Jan 2, 2017
The Reality Of Revitalization In Allentown
The Morning Call reported that the proprietor of Sage is closing his two stores on the ArtsWalk to concentrate on internet sales. Although it's true that online sales have deeply affected brick and mortar retail, that is not a new revelation. What is not discussed in the article is the reality of downtown's demographic; It's the same poor crowd walking among the new buildings. Just as Shula's couldn't serve enough $50 steaks in that environment, nor can Sage sell $75 designer jeans. Although J.B. Reilly induced his upscale merchants with discount rents, he can't upgrade the shoppers; He can't put money in the their pockets.
Reilly is hoping that his Strata Loft buildings eventually house enough millennials to support upscale commerce. However, until and unless that happens, both the stores and restaurants will have to adapt to market realities to survive. The new Rite-Aid is doing well, as it did on Hamilton Street, before the revitalization. Just as Shula's was replaced with a lower price point eatery, we will see Sage replaced with a downgrade.

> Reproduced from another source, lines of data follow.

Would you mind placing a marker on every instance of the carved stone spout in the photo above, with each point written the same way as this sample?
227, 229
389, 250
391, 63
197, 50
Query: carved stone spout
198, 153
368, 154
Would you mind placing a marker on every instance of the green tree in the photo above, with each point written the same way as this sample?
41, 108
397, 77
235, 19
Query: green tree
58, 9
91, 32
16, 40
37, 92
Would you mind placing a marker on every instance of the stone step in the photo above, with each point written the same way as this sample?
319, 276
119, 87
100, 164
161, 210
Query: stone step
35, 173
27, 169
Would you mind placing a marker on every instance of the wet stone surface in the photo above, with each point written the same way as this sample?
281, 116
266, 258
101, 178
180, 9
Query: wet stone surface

I don't have faith that Reilly's millennial migration will succeed. I don't have faith that Allentown is a candidate for gentrification. I think that all too soon he will be renting to the same demographic that lived there before his new buildings. At that point, the Morning Call will be promoting that reality as diversity. Now don't feel bad for Reilly, either way, he has a new real estate portfolio, paid for by the taxpayers.